Under Dutch national law, like in most continental legal systems, there is no
provision that allows claimants to obtain incriminating documents from the defendants.
It can be attributed to the claimants’ good luck that in 2013, Shell had to
provide the claimants with documents pursuant to US discovery rules.
IV. Residual
questions and outlook
The
legal issues elaborated above evidence the inaptness of national legal systems to
deal with transnational cases involving corporate defendants. The panelists
explained that claimants find themselves in a race against time: not only with
regards to limitation periods, but also concerning practical issues – evidence
disappears, witnesses die.
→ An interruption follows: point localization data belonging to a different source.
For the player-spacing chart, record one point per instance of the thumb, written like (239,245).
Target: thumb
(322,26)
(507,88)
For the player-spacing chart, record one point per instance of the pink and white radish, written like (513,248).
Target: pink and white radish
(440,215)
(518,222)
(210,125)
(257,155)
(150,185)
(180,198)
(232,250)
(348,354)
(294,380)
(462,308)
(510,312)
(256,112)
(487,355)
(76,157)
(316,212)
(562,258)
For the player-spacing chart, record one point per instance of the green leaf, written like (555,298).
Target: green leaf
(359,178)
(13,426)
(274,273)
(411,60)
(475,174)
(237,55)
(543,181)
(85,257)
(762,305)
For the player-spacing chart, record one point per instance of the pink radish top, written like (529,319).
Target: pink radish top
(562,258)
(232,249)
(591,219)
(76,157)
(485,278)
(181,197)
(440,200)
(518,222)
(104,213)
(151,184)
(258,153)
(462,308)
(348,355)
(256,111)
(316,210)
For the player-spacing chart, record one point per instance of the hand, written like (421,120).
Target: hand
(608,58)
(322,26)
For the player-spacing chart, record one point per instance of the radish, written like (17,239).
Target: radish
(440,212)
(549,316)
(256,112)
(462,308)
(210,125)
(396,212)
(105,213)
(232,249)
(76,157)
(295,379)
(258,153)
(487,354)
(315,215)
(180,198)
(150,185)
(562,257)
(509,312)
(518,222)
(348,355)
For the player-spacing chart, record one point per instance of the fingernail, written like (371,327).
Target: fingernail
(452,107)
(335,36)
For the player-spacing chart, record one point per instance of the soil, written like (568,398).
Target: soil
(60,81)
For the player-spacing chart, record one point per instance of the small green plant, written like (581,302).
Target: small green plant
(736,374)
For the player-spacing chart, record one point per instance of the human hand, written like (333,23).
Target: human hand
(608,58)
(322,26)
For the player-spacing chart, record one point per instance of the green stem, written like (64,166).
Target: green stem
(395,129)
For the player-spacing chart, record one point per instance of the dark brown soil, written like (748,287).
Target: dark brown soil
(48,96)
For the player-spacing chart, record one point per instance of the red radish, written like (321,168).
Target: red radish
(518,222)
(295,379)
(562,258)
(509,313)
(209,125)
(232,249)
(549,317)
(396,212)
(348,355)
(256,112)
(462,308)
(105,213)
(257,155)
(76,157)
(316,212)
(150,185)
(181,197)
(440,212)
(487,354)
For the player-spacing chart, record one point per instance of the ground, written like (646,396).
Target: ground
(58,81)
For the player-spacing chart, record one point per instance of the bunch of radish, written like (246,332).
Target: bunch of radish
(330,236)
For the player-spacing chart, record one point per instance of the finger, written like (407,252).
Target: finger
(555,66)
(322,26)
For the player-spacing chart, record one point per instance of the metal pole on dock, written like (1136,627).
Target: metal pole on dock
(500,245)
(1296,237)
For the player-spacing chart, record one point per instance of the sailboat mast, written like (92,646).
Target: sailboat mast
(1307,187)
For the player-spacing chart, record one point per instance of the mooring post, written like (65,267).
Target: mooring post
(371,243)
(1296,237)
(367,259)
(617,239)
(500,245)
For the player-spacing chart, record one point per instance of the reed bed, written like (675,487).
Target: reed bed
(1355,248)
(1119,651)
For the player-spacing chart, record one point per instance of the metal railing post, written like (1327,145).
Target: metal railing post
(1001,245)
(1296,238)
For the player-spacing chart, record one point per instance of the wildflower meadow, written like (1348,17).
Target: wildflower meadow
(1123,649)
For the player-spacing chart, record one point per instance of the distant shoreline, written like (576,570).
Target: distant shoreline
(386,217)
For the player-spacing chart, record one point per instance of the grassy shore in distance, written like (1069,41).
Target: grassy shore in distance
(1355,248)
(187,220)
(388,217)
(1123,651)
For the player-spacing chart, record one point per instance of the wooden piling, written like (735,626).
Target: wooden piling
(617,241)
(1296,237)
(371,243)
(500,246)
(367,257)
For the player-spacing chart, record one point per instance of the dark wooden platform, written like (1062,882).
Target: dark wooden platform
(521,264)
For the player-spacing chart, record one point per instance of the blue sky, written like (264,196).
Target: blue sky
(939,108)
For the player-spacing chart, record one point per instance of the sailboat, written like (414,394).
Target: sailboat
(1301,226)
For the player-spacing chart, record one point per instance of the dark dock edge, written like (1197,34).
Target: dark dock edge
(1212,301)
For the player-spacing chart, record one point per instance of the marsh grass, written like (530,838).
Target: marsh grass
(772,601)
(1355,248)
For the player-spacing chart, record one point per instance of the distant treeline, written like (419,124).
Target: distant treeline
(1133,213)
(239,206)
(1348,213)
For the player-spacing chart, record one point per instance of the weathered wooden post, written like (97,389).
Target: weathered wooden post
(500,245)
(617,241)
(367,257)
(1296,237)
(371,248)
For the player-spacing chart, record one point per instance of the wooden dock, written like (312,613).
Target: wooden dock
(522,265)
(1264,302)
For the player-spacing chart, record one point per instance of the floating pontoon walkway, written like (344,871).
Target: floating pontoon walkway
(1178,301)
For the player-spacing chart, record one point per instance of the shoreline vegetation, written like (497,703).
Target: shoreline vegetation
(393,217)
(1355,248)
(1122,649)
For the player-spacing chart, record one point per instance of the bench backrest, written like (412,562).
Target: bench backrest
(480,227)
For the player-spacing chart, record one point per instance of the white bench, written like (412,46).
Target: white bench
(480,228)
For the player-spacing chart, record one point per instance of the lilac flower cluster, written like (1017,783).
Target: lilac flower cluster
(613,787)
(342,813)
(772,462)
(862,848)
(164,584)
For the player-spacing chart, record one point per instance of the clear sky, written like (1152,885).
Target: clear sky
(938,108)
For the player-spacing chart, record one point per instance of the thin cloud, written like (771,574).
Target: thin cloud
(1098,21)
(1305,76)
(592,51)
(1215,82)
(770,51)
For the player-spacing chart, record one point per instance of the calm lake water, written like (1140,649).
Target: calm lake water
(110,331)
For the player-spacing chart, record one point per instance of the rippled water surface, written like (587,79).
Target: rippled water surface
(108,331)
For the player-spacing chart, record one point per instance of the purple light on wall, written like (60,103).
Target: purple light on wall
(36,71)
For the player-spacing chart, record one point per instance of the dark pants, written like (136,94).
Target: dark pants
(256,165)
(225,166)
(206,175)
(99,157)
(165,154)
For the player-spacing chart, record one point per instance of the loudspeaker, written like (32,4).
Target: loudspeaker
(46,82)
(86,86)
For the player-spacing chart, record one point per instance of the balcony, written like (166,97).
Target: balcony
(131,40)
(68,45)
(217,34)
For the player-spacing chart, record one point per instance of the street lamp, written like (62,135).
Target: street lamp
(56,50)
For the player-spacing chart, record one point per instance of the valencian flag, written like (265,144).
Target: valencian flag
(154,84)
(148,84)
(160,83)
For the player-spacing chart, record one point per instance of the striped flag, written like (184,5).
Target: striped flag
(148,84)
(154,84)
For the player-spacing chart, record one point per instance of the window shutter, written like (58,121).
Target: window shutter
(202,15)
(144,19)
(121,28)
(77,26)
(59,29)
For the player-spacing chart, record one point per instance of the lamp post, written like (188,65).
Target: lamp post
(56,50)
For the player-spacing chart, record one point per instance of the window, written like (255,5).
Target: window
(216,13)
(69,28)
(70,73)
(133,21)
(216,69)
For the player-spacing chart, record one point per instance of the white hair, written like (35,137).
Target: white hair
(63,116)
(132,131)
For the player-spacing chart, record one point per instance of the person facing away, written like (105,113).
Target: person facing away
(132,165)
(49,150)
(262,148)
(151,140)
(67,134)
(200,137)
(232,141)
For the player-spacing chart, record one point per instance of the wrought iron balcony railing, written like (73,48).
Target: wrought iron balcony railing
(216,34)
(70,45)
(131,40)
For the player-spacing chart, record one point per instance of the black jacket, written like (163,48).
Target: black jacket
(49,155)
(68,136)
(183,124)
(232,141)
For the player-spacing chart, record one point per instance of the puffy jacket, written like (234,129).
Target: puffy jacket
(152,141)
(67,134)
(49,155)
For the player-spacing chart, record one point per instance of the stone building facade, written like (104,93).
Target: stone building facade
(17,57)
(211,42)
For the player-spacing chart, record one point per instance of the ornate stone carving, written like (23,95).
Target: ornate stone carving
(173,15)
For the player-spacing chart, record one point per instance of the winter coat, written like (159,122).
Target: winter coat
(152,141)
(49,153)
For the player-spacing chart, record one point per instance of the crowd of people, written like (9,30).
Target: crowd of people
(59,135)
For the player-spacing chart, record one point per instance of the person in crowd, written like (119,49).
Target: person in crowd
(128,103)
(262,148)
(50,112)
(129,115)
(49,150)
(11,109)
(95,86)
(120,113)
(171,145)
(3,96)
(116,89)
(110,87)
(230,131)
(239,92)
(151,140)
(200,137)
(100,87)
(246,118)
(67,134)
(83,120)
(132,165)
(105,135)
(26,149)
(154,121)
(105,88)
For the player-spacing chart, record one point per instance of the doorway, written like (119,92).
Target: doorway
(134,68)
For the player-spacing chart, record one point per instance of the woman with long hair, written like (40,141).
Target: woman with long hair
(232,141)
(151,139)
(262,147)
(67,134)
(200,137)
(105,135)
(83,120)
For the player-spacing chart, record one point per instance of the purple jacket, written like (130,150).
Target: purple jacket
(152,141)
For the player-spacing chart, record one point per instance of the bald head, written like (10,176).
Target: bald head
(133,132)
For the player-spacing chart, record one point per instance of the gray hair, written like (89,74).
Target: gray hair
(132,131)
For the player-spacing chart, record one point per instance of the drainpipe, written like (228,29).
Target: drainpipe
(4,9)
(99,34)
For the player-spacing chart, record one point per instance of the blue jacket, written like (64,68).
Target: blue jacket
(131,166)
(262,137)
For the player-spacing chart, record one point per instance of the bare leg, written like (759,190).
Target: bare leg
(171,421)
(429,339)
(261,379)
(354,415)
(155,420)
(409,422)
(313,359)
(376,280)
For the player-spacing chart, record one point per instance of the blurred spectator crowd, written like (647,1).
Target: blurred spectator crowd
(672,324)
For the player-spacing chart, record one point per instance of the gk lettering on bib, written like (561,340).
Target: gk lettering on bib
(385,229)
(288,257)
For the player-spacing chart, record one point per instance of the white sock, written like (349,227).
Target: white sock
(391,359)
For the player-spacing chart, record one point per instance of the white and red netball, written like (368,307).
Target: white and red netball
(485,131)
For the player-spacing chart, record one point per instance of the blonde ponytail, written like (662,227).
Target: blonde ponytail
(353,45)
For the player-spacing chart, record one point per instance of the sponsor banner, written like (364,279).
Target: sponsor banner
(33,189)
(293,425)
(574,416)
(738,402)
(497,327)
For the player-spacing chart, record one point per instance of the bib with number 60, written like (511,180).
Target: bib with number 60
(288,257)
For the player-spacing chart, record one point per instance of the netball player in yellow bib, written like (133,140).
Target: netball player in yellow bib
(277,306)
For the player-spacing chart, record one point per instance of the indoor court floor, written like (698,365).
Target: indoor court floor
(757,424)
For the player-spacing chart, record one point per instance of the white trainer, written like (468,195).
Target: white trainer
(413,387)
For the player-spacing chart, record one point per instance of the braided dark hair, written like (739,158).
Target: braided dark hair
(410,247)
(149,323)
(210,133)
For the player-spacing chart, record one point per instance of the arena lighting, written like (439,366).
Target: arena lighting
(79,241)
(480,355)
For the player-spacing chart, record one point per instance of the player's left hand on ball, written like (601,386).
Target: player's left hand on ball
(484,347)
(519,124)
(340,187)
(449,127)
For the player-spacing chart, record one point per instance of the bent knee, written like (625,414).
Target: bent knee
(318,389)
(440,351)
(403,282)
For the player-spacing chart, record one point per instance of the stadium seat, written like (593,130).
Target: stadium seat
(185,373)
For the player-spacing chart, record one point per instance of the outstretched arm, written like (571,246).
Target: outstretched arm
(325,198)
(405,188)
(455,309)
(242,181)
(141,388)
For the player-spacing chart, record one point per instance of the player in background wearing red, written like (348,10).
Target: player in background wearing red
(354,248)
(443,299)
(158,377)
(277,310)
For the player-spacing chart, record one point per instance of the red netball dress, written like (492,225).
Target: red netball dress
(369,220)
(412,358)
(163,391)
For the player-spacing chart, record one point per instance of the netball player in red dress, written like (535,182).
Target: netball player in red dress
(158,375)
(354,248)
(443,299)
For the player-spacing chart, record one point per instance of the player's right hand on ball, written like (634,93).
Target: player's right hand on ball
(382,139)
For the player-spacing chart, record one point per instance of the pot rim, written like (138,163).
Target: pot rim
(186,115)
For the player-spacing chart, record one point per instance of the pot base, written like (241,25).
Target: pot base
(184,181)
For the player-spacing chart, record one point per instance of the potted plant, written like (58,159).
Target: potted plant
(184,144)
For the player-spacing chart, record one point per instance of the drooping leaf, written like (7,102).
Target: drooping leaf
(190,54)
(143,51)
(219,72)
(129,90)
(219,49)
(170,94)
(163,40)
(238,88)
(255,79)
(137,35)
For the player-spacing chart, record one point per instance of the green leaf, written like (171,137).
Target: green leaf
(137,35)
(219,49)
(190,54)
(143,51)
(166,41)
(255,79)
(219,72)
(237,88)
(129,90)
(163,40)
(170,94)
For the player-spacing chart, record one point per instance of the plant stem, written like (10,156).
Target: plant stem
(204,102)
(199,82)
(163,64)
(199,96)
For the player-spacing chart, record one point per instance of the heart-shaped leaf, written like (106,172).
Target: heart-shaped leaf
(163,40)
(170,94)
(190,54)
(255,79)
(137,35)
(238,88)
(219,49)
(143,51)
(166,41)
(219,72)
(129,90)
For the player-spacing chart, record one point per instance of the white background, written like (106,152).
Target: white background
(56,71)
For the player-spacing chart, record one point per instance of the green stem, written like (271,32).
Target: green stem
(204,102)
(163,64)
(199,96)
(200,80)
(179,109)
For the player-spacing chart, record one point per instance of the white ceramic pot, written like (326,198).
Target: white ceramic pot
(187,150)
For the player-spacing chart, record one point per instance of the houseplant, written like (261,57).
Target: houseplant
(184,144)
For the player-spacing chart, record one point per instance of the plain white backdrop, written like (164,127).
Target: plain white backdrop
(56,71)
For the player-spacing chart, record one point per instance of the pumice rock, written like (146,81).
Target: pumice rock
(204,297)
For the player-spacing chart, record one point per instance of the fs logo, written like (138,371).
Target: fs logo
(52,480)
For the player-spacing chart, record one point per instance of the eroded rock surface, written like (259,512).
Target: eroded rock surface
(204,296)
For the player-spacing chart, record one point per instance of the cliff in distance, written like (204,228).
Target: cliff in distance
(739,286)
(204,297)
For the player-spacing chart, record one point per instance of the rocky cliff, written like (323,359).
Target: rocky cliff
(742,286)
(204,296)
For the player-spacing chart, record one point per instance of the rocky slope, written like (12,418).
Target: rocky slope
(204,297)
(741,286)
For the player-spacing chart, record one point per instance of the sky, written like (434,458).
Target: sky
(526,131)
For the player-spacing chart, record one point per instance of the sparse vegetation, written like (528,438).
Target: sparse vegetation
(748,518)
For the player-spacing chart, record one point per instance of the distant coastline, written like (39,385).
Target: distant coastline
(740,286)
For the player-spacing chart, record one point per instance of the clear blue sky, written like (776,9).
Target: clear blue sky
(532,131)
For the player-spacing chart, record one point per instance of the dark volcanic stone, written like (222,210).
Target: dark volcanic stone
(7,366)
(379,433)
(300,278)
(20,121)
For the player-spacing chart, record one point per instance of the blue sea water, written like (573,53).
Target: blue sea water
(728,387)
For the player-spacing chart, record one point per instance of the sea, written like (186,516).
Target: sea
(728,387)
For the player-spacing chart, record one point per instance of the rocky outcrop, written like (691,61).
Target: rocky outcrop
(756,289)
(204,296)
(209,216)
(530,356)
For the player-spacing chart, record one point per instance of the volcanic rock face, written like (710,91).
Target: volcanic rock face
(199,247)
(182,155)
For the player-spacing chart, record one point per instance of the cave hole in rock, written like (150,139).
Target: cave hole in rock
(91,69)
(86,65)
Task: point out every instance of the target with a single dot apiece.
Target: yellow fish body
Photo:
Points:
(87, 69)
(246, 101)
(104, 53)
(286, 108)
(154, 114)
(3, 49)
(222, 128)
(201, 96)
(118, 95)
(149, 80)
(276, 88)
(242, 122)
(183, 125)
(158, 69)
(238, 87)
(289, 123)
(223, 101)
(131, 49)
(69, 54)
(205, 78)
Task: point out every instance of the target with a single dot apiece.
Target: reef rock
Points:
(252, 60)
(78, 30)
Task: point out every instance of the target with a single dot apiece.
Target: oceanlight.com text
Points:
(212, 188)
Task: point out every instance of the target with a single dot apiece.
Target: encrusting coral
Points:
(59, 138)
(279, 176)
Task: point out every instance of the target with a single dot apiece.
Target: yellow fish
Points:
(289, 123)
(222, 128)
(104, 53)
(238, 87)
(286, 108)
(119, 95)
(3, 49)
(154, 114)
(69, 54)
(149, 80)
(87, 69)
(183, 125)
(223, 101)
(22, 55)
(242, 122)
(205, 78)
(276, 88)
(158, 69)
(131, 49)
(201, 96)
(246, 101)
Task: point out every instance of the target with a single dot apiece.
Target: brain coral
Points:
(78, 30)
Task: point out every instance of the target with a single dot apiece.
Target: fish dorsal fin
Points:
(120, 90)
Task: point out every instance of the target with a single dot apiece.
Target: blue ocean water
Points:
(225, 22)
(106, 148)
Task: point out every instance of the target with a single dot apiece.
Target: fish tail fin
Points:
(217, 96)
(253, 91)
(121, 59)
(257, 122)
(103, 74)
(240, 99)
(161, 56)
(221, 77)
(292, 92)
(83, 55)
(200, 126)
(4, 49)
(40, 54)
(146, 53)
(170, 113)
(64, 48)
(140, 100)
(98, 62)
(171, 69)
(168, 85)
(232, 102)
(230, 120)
Business and human rights cases stand or fail with
the capacities of national courts to accommodate these cases in a quick and
efficient manner.
Kiobel also
raises wider issues regarding the responsibility of former colonial states vis-à-vis
countries that emerged from colonial rule. When following the Kiobel proceedings,
it must be borne in mind that, as Van Ho pointed out, Shell was granted
the drilling and extraction license in 1936, when Nigeria was still a British
colony. Cases such as Kiobel could also bear political ramifications,
such as a diplomatic fallout.
Concluding
her contribution to the panel, Van Ho shared her hope for future NAP
negotiations: national procedural law must be amended to accommodate complex
transnational cases; when drafting NAPs, governments and legislators ought to regulate
for the hurdles claimants such as Esther
Kiobel face: the difficulty of finding and paying a lawyer and producing
evidence. This is the only way for countries to fulfil their duty to provide
remediation for human rights violations.